Reserve Bank Governor Raghuram Rajan sparked something of a stir last week when he advised caution in the way people — he was addressing an audience full of economists at the IGIDR in Mumbai — talk about growth. “There are problems with the way we count GDP,” he said. Almost on cue — as if to shore up Rajan’s point, even if unintentionally — the Central Statistics Office, the designated body sharing GDP data, rolled back the GDP estimates for FY14 (from 6.9 per cent to 6.6 per cent) and FY15 (from 7.3 per cent to 7.2 per cent). Irrespective of the latest revision, however, which is a normal occurrence, there are two broad reasons why Rajan’s statement should be taken seriously by both the government as well as the observers of the economy.
One, it mirrors the continuing suspicion among key policymakers about the veracity of the new GDP estimates that were launched in February 2015. The new estimates pegged the GDP significantly higher than previous estimates. Moreover, this jump was not in line with other parameters of economic activity. As early as March last year, even the government’s Economic Survey sounded unconvinced. It stated, “…the balance of evidence and caution counsel in favour of an interpretation of a recovering rather than surging Indian economy.” In the months since, the Economic and Political Weekly hosted a raging debate among academics on the issue. The last word on whether the new estimation method was technically sound or not is yet to be spoken. But this confusion leads to a policy gap. If India is indeed growing fast, then there is no need for a fiscal stimulus (increased expenditure by the government), as suggested by some. Conversely, if, indeed, a “counter cyclical” fiscal policy is being demanded, then the GDP estimates of over 7 per cent are misleading.

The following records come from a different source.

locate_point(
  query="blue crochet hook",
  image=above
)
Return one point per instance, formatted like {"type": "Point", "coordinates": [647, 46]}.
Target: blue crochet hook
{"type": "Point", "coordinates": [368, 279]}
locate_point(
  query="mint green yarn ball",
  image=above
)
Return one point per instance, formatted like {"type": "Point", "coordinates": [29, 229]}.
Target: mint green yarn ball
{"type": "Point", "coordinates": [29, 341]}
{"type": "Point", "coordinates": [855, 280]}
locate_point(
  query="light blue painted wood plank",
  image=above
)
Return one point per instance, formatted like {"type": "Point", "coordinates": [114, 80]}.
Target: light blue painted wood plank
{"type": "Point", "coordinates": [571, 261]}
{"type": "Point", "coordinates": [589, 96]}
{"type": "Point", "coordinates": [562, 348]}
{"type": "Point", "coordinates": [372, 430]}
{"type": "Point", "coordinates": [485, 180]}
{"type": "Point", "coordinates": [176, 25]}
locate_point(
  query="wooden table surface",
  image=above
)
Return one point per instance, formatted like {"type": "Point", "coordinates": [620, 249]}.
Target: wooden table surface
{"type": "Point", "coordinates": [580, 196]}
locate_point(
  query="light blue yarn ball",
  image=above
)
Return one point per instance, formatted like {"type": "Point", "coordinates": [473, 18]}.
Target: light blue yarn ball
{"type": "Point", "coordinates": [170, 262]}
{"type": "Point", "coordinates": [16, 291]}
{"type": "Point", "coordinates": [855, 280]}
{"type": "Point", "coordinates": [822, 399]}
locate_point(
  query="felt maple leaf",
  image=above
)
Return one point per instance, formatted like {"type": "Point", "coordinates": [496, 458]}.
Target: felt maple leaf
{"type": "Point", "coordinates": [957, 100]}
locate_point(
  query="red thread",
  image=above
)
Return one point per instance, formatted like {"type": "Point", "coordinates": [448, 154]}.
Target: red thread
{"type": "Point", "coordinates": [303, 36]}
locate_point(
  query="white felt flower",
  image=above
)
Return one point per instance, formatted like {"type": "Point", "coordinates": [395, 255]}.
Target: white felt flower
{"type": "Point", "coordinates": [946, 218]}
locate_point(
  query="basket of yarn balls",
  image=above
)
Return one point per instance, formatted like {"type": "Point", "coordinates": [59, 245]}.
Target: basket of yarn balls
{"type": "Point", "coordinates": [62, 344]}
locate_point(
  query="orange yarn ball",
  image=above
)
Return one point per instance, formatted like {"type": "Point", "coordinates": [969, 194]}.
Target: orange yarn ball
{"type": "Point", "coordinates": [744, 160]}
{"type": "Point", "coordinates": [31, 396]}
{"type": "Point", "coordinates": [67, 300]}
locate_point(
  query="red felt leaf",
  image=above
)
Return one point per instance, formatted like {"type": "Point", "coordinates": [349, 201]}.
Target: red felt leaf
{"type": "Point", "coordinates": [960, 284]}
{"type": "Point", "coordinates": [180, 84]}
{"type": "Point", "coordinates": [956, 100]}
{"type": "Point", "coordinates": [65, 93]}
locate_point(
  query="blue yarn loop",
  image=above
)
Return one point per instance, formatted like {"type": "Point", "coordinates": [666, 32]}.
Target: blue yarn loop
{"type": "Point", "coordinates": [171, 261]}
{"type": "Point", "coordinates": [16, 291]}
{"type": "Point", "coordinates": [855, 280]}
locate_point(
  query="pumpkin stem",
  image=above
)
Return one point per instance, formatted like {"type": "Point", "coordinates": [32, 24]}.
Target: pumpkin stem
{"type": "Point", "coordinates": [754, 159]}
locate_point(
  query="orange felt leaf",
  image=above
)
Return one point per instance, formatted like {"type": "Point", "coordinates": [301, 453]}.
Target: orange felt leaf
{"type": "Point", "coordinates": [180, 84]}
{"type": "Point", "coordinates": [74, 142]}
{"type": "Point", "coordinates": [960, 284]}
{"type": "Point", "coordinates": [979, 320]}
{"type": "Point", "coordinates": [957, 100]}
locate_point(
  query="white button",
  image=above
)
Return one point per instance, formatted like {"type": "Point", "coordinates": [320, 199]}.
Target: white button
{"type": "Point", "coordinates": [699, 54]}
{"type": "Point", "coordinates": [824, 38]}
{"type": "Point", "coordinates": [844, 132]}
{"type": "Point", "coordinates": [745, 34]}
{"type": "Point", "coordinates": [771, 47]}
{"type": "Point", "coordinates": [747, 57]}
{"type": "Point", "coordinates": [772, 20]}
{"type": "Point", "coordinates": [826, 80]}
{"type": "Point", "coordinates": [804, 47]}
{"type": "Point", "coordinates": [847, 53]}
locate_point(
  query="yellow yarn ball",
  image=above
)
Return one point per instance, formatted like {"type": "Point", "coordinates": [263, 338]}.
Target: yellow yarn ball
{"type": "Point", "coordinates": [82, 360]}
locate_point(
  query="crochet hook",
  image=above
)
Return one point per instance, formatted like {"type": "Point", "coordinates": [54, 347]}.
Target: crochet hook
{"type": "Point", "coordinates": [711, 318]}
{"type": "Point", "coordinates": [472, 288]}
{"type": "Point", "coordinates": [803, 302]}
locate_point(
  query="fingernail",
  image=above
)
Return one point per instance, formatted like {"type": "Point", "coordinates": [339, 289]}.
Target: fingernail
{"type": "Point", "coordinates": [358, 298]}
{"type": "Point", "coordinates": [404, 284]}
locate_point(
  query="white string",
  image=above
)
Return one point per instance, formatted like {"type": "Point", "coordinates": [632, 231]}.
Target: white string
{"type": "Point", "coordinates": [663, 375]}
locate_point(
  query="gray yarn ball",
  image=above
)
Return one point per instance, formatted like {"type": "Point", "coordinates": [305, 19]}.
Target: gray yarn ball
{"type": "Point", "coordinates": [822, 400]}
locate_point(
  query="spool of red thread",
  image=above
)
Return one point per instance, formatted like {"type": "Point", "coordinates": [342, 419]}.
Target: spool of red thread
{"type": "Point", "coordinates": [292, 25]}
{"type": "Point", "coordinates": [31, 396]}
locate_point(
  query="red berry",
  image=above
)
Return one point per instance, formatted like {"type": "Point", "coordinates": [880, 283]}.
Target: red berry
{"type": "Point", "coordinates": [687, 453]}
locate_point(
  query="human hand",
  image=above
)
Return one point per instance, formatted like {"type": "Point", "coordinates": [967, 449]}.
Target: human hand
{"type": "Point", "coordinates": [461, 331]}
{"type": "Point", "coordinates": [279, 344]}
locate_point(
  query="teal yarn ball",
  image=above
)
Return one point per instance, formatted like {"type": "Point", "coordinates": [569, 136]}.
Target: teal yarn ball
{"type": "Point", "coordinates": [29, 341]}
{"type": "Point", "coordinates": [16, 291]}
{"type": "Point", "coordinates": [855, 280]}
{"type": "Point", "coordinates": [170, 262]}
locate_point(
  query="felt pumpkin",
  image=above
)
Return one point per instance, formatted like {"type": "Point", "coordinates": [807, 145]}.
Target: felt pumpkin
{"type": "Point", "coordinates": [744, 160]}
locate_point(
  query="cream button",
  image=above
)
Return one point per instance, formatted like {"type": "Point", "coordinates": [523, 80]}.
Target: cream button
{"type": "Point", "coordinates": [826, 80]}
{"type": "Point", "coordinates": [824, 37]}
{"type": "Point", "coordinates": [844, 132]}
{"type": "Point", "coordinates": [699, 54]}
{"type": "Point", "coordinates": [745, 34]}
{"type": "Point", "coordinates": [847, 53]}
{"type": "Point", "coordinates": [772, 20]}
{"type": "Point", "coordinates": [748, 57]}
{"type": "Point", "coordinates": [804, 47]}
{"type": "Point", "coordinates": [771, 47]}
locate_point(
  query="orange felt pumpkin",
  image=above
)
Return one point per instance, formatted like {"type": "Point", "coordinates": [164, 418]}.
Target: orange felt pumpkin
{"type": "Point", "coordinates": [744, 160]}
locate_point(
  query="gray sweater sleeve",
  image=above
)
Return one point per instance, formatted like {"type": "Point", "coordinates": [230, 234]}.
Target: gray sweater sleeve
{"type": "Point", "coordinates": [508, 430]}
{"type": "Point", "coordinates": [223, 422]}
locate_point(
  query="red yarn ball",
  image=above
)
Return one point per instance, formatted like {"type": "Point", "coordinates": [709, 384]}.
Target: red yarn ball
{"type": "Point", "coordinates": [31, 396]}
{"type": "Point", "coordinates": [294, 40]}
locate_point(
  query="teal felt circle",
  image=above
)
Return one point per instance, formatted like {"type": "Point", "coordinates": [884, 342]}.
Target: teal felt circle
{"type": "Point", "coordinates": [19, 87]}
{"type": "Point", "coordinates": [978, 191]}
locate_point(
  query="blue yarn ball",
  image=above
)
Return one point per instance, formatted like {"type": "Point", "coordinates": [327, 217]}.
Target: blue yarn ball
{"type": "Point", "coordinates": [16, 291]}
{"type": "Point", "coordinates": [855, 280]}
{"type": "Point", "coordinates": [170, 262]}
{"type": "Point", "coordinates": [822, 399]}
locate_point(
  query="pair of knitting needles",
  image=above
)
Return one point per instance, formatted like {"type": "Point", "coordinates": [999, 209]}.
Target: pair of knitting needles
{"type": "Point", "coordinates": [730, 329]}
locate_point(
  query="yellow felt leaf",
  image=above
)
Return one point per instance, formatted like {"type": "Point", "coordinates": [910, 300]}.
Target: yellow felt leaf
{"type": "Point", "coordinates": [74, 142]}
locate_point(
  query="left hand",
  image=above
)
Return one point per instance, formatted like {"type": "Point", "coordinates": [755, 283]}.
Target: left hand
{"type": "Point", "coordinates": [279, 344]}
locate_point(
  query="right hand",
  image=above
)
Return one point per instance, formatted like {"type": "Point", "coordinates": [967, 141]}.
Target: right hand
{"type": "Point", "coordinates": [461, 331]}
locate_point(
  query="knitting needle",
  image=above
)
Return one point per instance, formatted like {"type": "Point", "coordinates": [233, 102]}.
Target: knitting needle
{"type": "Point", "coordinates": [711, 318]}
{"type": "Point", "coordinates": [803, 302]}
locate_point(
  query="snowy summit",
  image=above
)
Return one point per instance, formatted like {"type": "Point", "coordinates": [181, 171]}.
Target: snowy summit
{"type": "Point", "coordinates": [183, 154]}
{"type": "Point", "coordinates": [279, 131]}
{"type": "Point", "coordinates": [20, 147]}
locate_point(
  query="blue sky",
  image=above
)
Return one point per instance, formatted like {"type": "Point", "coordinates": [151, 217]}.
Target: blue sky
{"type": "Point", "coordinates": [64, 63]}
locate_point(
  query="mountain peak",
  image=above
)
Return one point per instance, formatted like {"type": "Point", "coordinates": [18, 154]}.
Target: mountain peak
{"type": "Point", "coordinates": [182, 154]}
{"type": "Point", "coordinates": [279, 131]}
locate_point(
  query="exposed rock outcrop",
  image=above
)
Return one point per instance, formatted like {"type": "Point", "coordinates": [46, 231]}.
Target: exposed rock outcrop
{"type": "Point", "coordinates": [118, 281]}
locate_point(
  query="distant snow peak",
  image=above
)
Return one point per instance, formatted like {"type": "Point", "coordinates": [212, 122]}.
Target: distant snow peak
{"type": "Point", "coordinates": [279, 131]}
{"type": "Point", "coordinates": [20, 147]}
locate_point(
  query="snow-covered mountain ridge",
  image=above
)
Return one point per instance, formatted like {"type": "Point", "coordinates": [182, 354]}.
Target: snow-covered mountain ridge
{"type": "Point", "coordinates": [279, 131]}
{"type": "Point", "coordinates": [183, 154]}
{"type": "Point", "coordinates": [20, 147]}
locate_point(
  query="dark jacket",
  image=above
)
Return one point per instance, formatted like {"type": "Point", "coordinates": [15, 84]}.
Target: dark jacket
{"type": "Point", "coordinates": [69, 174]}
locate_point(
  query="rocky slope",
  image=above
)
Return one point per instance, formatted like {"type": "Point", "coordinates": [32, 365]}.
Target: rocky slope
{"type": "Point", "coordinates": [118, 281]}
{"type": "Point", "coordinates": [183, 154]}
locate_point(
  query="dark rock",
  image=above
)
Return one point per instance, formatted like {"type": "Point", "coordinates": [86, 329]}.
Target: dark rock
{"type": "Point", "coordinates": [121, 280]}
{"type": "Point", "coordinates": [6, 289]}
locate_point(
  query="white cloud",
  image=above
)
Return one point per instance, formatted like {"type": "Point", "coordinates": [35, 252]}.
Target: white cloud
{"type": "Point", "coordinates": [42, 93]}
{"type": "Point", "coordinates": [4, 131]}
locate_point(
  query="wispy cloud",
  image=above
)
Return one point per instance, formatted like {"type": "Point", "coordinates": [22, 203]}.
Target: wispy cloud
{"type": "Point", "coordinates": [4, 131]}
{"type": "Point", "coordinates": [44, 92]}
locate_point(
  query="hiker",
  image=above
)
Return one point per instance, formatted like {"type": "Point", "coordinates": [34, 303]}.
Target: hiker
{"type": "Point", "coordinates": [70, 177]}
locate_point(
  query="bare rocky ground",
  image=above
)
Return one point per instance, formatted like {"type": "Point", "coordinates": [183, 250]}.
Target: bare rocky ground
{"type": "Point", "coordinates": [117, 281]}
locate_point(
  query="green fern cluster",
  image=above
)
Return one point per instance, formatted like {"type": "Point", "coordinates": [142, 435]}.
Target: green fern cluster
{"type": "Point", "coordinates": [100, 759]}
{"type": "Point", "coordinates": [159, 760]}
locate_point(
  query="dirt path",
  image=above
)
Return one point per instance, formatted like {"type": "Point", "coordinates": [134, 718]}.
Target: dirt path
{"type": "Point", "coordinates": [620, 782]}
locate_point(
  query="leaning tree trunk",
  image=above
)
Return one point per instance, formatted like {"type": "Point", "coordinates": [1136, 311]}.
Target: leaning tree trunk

Be that as it may, the second reason why Rajan should be given a serious hearing is for better appreciation of the GDP as a measure of economic growth and prosperity. The new estimation methodology is in line with global norms where increased value addition, as against an actual increase in quantity of production, leads to a higher GDP. This approach can work seamlessly in an economy where all value addition is tracked formally and recorded in well-codified data. But for a country like India, where 93 per cent of labour works in the informal sector and where there is no credible data on employment, this method requires a more nuanced appreciation. It is time for people to demand more economic data from the government in order to be able to see the true state of the economy.